Each month EAS answers one question sent in by readers of EASeNews. This month’s question on the risk-base of high-risk foods is answered by EAS Independent Advisor for FSMA, Charles Breen.
Question: How do you determine the Risk-Base of High-Risk Foods?
Breen: With the passage of the Food Safety and Modernization Act in 2011, Congress told FDA to identify high risk foods. FDA had (and continues) to understand the term “high risk” to mean foods that may present hazards, which, if not controlled, are likely to cause illnesses or injury when consumed.
FDA has given high risk food firms priority for inspectional purposes but has never clearly defined what is or is not “high risk.” Many high-risk food facilities are covered by specific rules, such as juice and seafood HACCP, or special programs, such as Domestic and Imported Cheese and Cheese Products, and agency support to States for the Pasteurized Milk Ordinance and Interstate Milk Shippers list.

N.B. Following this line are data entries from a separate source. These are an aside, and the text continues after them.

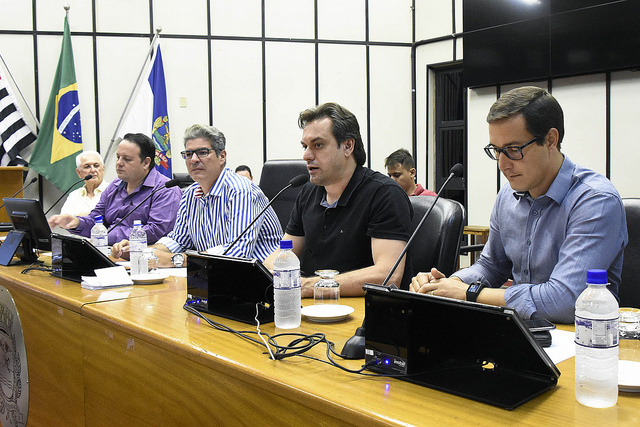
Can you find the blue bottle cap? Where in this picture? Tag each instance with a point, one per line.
(286, 244)
(597, 276)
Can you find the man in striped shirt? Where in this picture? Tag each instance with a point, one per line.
(217, 207)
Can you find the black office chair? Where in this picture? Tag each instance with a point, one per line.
(276, 175)
(629, 291)
(437, 244)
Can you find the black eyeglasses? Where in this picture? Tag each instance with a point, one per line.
(512, 152)
(200, 152)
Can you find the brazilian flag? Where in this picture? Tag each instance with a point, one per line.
(60, 137)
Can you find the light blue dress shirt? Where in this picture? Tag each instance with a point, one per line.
(549, 243)
(217, 218)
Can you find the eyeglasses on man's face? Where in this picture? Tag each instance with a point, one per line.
(200, 152)
(513, 152)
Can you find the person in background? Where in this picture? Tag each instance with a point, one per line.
(216, 209)
(553, 222)
(81, 201)
(402, 169)
(137, 178)
(348, 217)
(245, 171)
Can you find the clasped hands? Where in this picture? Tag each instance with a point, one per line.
(436, 283)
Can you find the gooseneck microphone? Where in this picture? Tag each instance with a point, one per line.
(168, 184)
(296, 181)
(354, 347)
(34, 179)
(86, 178)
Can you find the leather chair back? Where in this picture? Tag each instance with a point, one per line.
(437, 244)
(276, 175)
(629, 291)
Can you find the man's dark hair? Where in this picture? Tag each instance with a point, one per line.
(401, 157)
(541, 111)
(147, 148)
(344, 126)
(244, 168)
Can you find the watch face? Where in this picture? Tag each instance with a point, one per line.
(473, 288)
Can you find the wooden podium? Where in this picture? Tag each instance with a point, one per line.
(10, 183)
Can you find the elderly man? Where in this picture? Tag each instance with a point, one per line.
(348, 218)
(553, 222)
(137, 178)
(216, 209)
(82, 200)
(402, 169)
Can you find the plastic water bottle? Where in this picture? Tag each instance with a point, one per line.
(137, 244)
(99, 236)
(286, 287)
(597, 343)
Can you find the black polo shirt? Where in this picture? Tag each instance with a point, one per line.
(339, 238)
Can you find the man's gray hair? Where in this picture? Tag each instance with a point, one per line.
(80, 156)
(210, 133)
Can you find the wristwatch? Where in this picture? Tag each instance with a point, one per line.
(177, 260)
(474, 290)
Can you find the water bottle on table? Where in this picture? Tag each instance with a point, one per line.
(596, 343)
(137, 244)
(286, 287)
(99, 236)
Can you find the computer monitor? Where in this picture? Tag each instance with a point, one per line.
(30, 224)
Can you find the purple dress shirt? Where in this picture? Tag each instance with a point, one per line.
(158, 213)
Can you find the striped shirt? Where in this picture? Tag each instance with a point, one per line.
(216, 219)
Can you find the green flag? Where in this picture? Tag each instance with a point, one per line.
(60, 137)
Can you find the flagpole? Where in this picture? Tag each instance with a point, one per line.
(15, 83)
(144, 65)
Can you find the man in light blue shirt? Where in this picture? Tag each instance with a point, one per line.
(218, 206)
(553, 222)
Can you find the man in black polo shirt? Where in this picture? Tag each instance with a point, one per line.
(348, 218)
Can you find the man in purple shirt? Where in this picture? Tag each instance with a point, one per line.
(137, 178)
(402, 169)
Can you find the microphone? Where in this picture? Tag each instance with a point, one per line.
(354, 347)
(86, 178)
(34, 179)
(168, 184)
(296, 181)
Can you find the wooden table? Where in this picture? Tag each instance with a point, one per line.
(50, 313)
(143, 360)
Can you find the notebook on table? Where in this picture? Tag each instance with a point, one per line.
(473, 350)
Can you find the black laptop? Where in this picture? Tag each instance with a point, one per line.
(230, 287)
(473, 350)
(73, 257)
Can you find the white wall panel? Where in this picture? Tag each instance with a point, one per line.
(17, 15)
(390, 102)
(50, 15)
(180, 17)
(237, 108)
(390, 20)
(289, 19)
(625, 138)
(481, 170)
(583, 100)
(236, 18)
(122, 16)
(341, 20)
(290, 89)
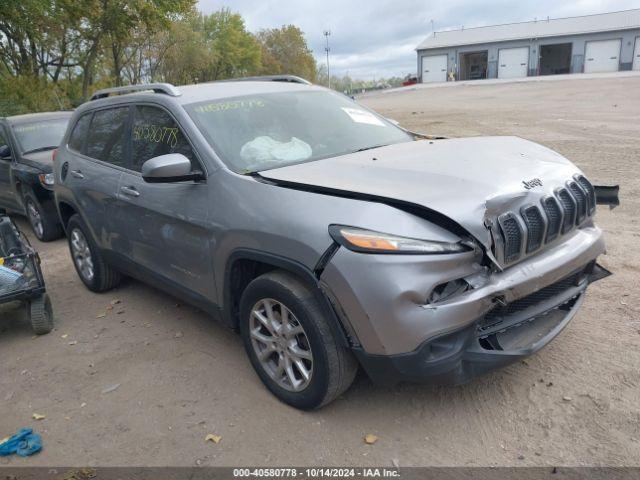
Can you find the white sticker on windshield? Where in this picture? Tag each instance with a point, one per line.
(362, 116)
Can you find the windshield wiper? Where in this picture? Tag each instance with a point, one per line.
(40, 149)
(371, 148)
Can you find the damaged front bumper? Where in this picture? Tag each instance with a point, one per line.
(399, 334)
(517, 331)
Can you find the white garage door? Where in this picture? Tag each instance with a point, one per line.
(513, 62)
(603, 56)
(434, 68)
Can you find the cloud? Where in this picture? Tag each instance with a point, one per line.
(377, 38)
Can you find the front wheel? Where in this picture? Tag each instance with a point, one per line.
(93, 270)
(290, 343)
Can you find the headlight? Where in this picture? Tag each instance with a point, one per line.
(367, 241)
(46, 179)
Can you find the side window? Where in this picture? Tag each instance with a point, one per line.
(3, 141)
(106, 138)
(79, 133)
(155, 133)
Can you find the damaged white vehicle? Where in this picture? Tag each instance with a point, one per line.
(327, 235)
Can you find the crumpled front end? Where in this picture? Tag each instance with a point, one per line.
(403, 331)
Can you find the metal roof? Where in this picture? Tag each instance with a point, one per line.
(554, 27)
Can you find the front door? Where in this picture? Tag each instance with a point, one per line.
(166, 224)
(7, 192)
(92, 170)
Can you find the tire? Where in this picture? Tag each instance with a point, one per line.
(332, 367)
(41, 314)
(101, 276)
(45, 226)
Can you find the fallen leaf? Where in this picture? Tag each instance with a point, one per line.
(370, 439)
(111, 388)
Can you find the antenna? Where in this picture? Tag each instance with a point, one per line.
(326, 33)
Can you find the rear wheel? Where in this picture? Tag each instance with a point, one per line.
(290, 343)
(41, 314)
(92, 269)
(45, 225)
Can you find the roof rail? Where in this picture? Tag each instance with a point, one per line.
(271, 78)
(165, 88)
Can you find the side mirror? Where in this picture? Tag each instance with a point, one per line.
(170, 168)
(5, 152)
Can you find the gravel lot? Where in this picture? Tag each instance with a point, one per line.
(145, 383)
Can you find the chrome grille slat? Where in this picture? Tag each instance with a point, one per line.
(569, 208)
(535, 224)
(526, 231)
(589, 190)
(554, 217)
(581, 201)
(511, 236)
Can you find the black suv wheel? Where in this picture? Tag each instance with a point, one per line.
(290, 344)
(45, 226)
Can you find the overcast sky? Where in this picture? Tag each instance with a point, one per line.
(376, 38)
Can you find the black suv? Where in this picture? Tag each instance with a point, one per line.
(27, 146)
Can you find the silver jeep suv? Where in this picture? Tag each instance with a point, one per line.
(327, 235)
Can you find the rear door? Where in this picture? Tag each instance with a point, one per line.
(602, 56)
(513, 62)
(166, 224)
(92, 171)
(434, 68)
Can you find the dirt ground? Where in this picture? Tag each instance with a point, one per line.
(146, 383)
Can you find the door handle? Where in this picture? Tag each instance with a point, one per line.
(130, 191)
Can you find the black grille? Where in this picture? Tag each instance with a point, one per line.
(554, 217)
(531, 300)
(590, 191)
(512, 237)
(535, 227)
(581, 201)
(569, 209)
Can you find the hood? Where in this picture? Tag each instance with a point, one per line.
(469, 180)
(40, 160)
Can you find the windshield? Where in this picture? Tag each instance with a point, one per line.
(42, 135)
(260, 132)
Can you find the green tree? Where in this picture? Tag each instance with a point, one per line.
(285, 51)
(231, 50)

So, what are High-risk foods? As defined in the Food Safety Modernization Act (FSMA) section 204(d)(2)(A), these include:
- Those in which there is a known safety risks of a particular food, including the history and severity of foodborne illness outbreaks attributed to such food, while taking into consideration foodborne illness data collected by the Centers for Disease Control and Prevention (CDC);
- Food with a high likelihood of potential risk for microbiological or chemical contamination or that would support the growth of pathogenic microorganisms due to the nature of the food or the processes used to produce such food;
- The point in the manufacturing process of the food where contamination is most likely to occur;
- The likelihood of contamination and steps taken during the manufacturing process to reduce the possibility of contamination;
- Foods that result in a likelihood of foodborne illness should it be contaminated, and
- The likely or known severity, including health and economic impacts, of a foodborne illness attributed to a particular food.

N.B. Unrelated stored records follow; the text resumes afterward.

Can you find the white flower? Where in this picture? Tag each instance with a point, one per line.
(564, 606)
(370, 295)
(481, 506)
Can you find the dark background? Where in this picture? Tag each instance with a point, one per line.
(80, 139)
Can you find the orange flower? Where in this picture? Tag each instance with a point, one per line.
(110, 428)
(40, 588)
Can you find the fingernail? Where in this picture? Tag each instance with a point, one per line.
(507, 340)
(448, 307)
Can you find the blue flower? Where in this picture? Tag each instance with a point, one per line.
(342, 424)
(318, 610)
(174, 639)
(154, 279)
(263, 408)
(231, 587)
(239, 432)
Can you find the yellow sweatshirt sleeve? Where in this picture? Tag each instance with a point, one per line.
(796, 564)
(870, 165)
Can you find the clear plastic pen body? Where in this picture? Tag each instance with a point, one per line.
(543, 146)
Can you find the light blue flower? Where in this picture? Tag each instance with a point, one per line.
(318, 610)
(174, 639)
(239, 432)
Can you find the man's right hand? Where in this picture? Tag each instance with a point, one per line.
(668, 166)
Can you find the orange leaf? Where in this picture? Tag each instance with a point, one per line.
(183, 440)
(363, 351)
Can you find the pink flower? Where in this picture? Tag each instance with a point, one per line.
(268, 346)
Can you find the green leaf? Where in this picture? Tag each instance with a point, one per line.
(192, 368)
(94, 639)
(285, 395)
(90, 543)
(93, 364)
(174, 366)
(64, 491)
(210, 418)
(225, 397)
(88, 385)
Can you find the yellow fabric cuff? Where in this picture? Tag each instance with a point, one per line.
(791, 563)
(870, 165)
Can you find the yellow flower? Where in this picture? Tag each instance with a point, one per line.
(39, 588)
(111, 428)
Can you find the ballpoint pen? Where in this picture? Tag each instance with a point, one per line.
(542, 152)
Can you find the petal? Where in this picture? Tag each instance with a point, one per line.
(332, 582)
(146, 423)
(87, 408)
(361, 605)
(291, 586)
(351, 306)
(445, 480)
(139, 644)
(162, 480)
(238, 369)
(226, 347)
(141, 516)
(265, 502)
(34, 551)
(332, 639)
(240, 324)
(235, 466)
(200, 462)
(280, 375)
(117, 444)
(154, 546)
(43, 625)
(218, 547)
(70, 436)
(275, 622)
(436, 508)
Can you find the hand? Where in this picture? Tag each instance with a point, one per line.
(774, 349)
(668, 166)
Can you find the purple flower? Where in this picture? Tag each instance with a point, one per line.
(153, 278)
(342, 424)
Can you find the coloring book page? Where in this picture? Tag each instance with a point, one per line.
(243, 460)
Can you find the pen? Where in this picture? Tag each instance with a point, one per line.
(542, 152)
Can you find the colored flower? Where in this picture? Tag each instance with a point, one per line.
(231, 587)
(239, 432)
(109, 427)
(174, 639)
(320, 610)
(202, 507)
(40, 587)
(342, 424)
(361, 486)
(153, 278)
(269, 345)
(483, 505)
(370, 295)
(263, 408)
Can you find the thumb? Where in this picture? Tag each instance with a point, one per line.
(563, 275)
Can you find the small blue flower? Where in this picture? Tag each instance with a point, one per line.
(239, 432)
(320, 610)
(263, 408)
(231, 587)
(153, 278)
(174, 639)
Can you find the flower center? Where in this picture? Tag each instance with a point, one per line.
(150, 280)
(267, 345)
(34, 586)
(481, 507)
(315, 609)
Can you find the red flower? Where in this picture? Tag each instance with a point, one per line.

In the absence of defined formulas, each of these criteria could be applied qualitatively and to varying degrees to assign high risk or not high risk to facilities. In FDA’s view, this was useful to efficiently respond to new risk-based information. Likewise, it allows for less FDA attention to known high risk foods such as fluid milk that have long history of safe production. But it does not comply with the mandate in section 204(d)(2)(A) of FSMA.
Prior to the Court order to finally publish a list of high-risk firms, inspections could be tailored to meet goals within appropriated and often unpredictable resources. For example, if the goal is to inspect X % of the high-risk inventory in one fiscal year, and resources are cut, the number of facilities classed as high risk could be tweaked to still allow FDA to meet the goal. (Management cliché: Never set a milestone you don’t know you can reach.)

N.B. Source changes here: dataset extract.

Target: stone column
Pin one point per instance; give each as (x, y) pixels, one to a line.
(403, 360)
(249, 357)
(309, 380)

There are negatives to this approach. A few that come to mind include the fact that a facility can never be certain whether or not it is on the high-risk list. The lack of flexibility is frustrating for agency critics and oversight committees due to an inability to hold FDA accountable on a clearly defined, fixed level of accomplishment. Lastly and importantly, it does not comply with FSMA.
FDA recently was mandated to take specific and determined action in creating designation criteria for these high-risk categories and submitting documentation to the Office of the Federal Register for publication. Deadlines include:
- Designation of the list of high-risk foods required by FSMA Section 204(d)(2)(A) by September 8, 2020
- Publication of Proposed Rule for recordkeeping requirements for the designated high-risk foods as required by FSMA Section 204(d)(1) by September 8, 2020, with final rule publication no later than November 7, 2022
- Publication of the list of high-risk foods on the FDA website is required by FSMA Section 204(d)(2)(B) Upon publication of the Final rule in the Federal Register.
Agency critics hope that having a defined list will mean FDA’s attention to high risk foods will drive down the number of illnesses and deaths caused by pathogens. I am less sure there will be a cause and effect relationship between a list and declining harm to consumers.
While there is considerable overlap between factors in the old way FDA used, and the new way FSMA prescribes, the basic assumption has changed. It’s no longer “as many high-risk foods as the budget allows” and is now “every high-risk food no less than every three years.” It will make it more difficult to obfuscate budget shortfalls as easily as was the case before FSMA.